Figure 5. GTSE1 modulates focal adhesion disassembly in an EB1-dependent manner.

(A) Immunofluorescence of U2OS cells transfected with control (CON) or GTSE1 siRNA for 24 h followed by serum starvation for 48 h, stained for vinculin. Focal adhesions persist in cells depleted of GTSE1. Scale bar represents 10 microns. (B) Quantification of focal adhesion (FA) disassembly from experiments from (A). The percentage of cells containing 10 or more focal adhesions after serum starvation-induced disassembly was determined (n = >50 cells per experiment, 3 experiments for each condition). * indicates p<0.05 as determined by a Student’s t test. (C) Western blot of U2OS cells transfected with control (CON) or GTSE1 siRNA and serum-starved for 48 h, blotted with anti-GTSE1, anti-FAK, anti-vinculin, and anti-actin. (D) Immunofluorescence of U2OS cells transfected with control (CON) or GTSE1 siRNA for 36 hours. Cells were imaged after treatment with nocodazole for 4 hours, and 60 minutes following washout of nocodazole to allow microtubule regrowth. Cells are stained for vinculin and actin. GTSE1-depleted cells contain more focal adhesions that wild-type following microtubule regrowth. Scale bar represents 10 microns. (E) Quantification of focal adhesion disassembly in U2OS cells, following the assay described in (D). Cells stably expressing RNAi-resistant wild-type GTSE1-GFP (GTSE1^WT ₂₀₄) or GTSE1-GFP mutated at the SKIP motifs (GTSE1^Sk ₂₀₂) were additionally assayed. Quantification was performed as described in (B). Cells containing only mutant GTSE1 unable to interact with EB1 or track growing microtubule ends are deficient for microtubule-dependent focal adhesion disassembly.

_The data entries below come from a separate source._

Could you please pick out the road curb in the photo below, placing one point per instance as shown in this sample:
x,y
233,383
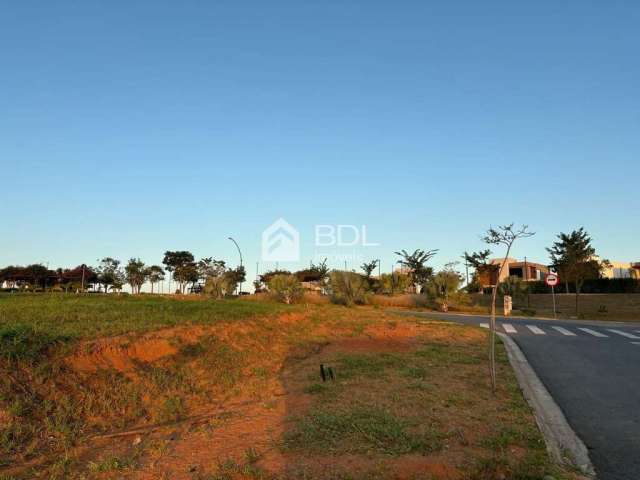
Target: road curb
x,y
561,440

Figure 6. GTSE1 expression in breast cancer tumors and cells correlates with time to metastasis and invasiveness.

(A) Kaplan–Meier survival curve of time to distant metastasis of breast cancer patients classified according to the expression of GTSE1. Red line: cases with high expression of GTSE1, blue line: cases with low expression of GTSE1. (p-value <10?–15) (B) Boxplots of the distribution of gene expression intensities of GTSE1 across different breast cancer subtypes (Grade 1, 2 or 3; p<10?-5; linear regression analysis),. (C) Western blot analysis of GTSE1 and EB1 protein levels in different breast cancer cell lines. Tumor types are: F, fibrocystic disease, non-transformed, immortal cell line; IDC, invasive ductal carcinoma; AC, adenocarcinoma; MC, metaplastic carcinoma. Invasive potential is characterized as not invasive (−), invasive (+), or highly invasive (++). Adapted from Neve et al. Cancer Cell 2006. (D) Quantitative RT-PCR analysis of GTSE1 and EB1 relative mRNA levels in MCF7 and MDA-MB-231 cells. Error bars represent the standard error of the mean from three independent experiments. p<0.01 (Student’s t-test). (E) Transwell migration assay and western blot of the MDA-MB-231 cell line. Cells were transfected with control (CON) or GTSE1 siRNA for 36 hours, trypsinized, and seeded on transwell membranes. Histograms show the mean number of cells/area that migrated through the transwell after 16 h (10 replicates/experiment). Error bars represent the standard error of the mean from three independent experiments. * indicates p<0.05 (Student’s t-test). Western blots were performed on cells after the same treatment, and blotted with anti-GTSE1 and anti-actin. (F) Transwell migration assay and western blot of the MCF7 cell line containing a stably integrated GTSE1 overexpression construct (pBABE-GTSE1) or empty vector (pBABE). Cells were trypsinized and seeded on transwell membranes. Histograms show the mean number of cells/area that migrated through the transwell after 16 h (10 replicates/experiment). Western blots were performed on cells after the same treatment, and blotted with anti-GTSE1 and anti-actin.